Bush vs. The Stem Cells
by Jerry Gilio
July 21, 2006

Once again, Bush has taken two positions that are logically inconsistent. He's taken one so far as to make it the focus of his first and only presidential veto.

Concerning embryonic stem cell research using new stem cell lines, it's okay for private citizens to engage in this research, but the federal government cannot sponsor it. That's because the embryos are human life.

"This policy has allowed important research to go forward and has allowed America to continue to lead the world in embryonic stem cell research without encouraging the further destruction of living human embryos." - President Bush's veto message for H.R. 810

Yet regarding capital punishment, it's okay for the government to execute criminals, even though they are human life. Bush was responsible for more executions than any other governor in American history. And in this case, it's not okay for private citizens to end human life. That's called lynching.

So, to recap, for embryonic stem cells it's okay for private citizens but not the government to end human life. For capital punishment it's okay for the government but not private citizens to end human life. It seems like we should have a more consistent position on how human life must be handled.

First consider the position from a strictly stem cell perspective.

If blastocysts are human life, shouldn't the stance be that they shouldn't be destroyed under any circumstances? However, this stance would not only affect embryonic stem cell research, but in vitro fertilization. Excess embryos created as part of the in vitro fertilization process are destroyed all the time.

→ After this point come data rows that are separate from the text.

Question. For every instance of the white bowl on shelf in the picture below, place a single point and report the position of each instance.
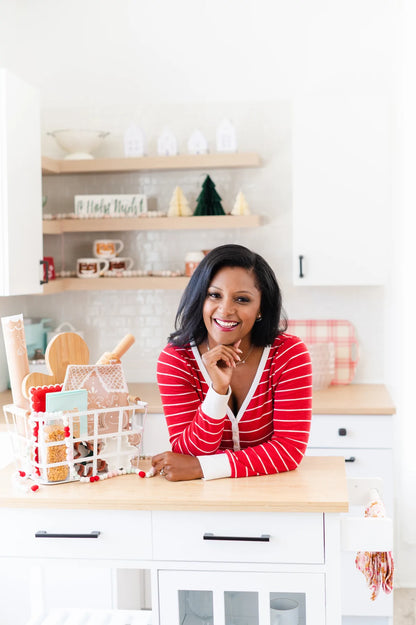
(78, 143)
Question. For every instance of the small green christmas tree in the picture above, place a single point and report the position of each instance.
(208, 202)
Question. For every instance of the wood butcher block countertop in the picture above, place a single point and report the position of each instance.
(336, 399)
(365, 399)
(317, 485)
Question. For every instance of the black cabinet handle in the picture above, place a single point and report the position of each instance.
(264, 538)
(301, 274)
(43, 534)
(46, 271)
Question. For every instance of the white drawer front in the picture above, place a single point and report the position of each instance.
(360, 431)
(124, 535)
(293, 537)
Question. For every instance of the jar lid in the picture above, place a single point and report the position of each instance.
(194, 257)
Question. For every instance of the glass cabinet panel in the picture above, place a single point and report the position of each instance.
(241, 598)
(196, 607)
(241, 608)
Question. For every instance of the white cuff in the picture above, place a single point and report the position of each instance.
(214, 404)
(215, 466)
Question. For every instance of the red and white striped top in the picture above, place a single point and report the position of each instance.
(271, 430)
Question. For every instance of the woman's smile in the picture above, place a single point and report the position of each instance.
(226, 325)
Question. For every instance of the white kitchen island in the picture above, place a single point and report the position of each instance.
(226, 547)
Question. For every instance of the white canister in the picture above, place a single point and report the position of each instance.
(284, 611)
(65, 326)
(192, 260)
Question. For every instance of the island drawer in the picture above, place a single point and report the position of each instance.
(238, 537)
(351, 431)
(85, 534)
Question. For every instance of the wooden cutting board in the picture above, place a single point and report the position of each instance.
(67, 348)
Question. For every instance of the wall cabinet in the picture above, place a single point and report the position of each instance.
(20, 187)
(366, 444)
(341, 190)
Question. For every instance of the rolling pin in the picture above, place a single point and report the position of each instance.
(114, 357)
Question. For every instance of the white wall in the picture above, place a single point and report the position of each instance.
(187, 64)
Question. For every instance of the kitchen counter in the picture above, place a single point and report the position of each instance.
(317, 485)
(365, 399)
(269, 534)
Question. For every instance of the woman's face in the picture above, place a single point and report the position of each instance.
(231, 306)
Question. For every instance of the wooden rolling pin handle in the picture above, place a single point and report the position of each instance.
(123, 346)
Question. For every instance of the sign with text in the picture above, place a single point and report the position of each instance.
(125, 205)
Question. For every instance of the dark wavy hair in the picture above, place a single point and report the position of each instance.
(189, 323)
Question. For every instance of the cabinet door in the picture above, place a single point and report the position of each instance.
(20, 187)
(237, 598)
(341, 189)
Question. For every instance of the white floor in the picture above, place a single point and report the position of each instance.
(405, 606)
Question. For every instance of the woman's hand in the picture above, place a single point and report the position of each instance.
(177, 467)
(220, 362)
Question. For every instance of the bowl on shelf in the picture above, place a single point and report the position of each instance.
(78, 143)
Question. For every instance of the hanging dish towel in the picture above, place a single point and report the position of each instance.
(377, 566)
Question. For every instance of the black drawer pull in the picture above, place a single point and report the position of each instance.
(43, 534)
(264, 538)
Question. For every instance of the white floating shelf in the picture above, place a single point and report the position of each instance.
(216, 160)
(115, 284)
(204, 222)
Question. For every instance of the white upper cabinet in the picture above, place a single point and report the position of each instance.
(341, 190)
(20, 187)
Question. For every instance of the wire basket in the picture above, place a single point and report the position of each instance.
(48, 446)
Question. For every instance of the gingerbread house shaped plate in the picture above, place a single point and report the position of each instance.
(107, 388)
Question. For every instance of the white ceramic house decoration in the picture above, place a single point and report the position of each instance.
(226, 137)
(240, 205)
(197, 143)
(134, 141)
(179, 206)
(167, 144)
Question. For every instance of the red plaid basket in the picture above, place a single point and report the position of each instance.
(337, 331)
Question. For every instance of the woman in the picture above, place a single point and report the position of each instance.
(236, 390)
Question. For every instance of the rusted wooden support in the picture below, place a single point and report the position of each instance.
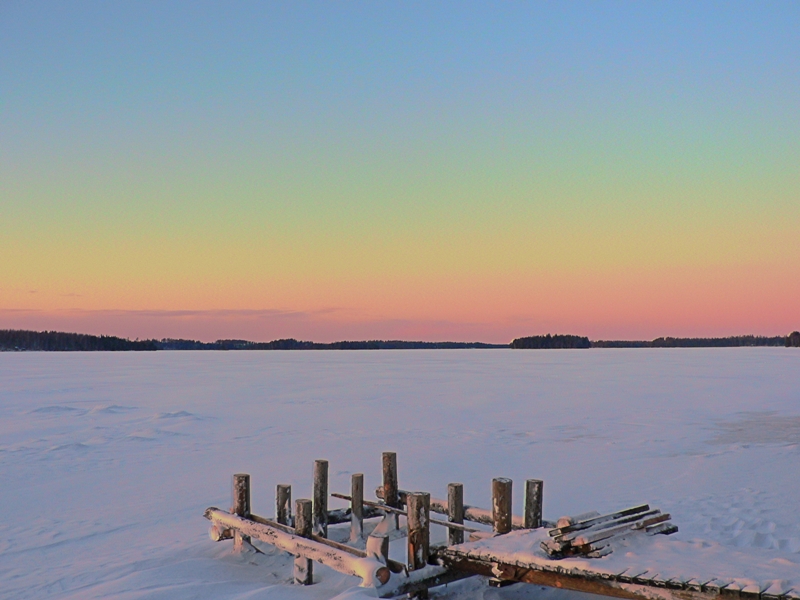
(343, 515)
(471, 513)
(320, 523)
(399, 511)
(378, 546)
(532, 509)
(303, 567)
(283, 504)
(241, 506)
(394, 566)
(356, 506)
(419, 537)
(389, 489)
(501, 505)
(390, 495)
(416, 583)
(339, 557)
(636, 587)
(455, 513)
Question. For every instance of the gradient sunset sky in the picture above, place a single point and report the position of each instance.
(414, 170)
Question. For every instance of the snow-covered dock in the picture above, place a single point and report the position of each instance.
(617, 555)
(654, 568)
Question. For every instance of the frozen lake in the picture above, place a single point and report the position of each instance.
(107, 460)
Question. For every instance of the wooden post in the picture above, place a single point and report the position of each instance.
(391, 495)
(321, 498)
(356, 506)
(501, 504)
(455, 512)
(533, 503)
(241, 506)
(283, 504)
(303, 567)
(378, 546)
(419, 512)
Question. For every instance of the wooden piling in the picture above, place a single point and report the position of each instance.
(303, 527)
(241, 506)
(455, 512)
(320, 524)
(356, 506)
(378, 546)
(501, 504)
(283, 504)
(391, 494)
(390, 489)
(533, 503)
(419, 512)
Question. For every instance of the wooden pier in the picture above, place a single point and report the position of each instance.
(517, 549)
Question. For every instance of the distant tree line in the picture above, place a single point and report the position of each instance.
(670, 342)
(22, 340)
(293, 344)
(17, 339)
(549, 342)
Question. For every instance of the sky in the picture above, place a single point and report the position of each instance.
(382, 170)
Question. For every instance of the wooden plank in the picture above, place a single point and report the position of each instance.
(399, 511)
(471, 513)
(601, 519)
(455, 513)
(370, 570)
(587, 583)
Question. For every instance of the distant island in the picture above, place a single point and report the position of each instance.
(18, 340)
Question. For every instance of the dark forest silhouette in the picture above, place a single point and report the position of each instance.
(56, 341)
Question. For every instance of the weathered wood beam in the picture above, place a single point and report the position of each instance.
(399, 511)
(345, 561)
(471, 513)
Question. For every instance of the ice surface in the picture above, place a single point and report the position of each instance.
(108, 460)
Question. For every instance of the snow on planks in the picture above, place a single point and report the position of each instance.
(593, 537)
(509, 553)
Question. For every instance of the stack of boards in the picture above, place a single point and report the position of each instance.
(592, 534)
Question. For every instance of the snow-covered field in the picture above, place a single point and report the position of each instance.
(107, 460)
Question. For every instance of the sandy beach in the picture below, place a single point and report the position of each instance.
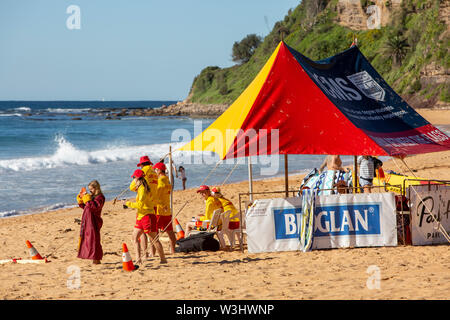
(407, 272)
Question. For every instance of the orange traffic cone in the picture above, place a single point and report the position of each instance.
(179, 230)
(33, 252)
(126, 259)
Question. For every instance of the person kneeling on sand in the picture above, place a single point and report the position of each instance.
(162, 199)
(212, 204)
(89, 246)
(145, 217)
(227, 206)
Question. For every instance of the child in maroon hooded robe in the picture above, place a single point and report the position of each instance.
(90, 246)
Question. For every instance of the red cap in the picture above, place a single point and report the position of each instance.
(161, 166)
(138, 174)
(215, 190)
(143, 160)
(203, 188)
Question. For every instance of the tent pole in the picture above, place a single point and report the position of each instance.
(250, 179)
(355, 173)
(171, 179)
(286, 177)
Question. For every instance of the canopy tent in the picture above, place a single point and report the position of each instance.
(339, 105)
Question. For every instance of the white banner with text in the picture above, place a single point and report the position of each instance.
(428, 207)
(345, 220)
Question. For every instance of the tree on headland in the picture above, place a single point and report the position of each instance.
(244, 49)
(396, 46)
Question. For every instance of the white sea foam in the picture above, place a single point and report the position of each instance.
(25, 109)
(63, 110)
(67, 154)
(10, 115)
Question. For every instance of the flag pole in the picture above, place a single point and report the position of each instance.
(171, 179)
(250, 179)
(286, 176)
(355, 173)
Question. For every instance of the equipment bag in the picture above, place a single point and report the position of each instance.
(203, 241)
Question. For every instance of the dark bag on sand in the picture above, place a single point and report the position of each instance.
(377, 163)
(203, 241)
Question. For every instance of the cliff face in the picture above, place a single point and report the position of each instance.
(351, 13)
(322, 28)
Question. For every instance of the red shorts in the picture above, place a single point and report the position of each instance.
(233, 225)
(147, 223)
(163, 221)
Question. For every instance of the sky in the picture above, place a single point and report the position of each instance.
(121, 50)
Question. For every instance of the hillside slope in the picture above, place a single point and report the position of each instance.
(322, 28)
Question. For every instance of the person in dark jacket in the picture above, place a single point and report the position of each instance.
(89, 246)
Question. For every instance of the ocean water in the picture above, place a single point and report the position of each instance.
(46, 156)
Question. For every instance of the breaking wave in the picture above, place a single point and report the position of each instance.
(67, 154)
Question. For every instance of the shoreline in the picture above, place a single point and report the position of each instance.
(221, 275)
(406, 272)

Prohibiting this would throw a major monkey wrench into a medical procedure that helps many people each year.

If blastocysts aren't human life, it undermines the reason given by Bush for the federal government to withhold funding for embryonic stem cell research. If they can be destroyed as medical waste as part of the in vitro fertilization process, shouldn't this "waste" be used to try to help millions of Americans with conditions such as diabetes and spinal chord injuries?

Finally, consider capital punishment. If human life is so sacred, how can you justify execution of criminals? Isn't capital punishment the government deciding to end a human life for the benefit of the society as a whole? If you consider blastocysts to be human life, doesn't that same definition describe the result of using them for embryonic stem cell research? So it seems like you should support both capital punishment and embryonic stem cell research or neither. (If you don't consider blastocysts to be human life, there's no comparison.)

I realized after I began considering this situation that I'd made a serious mistake. I went looking for logic and consistency from the Bush Administration. That is almost always doomed from the start.

Unfortunately, the ones who will pay the price for Bush's wooly thinking are people like my niece, who has juvenile diabetes.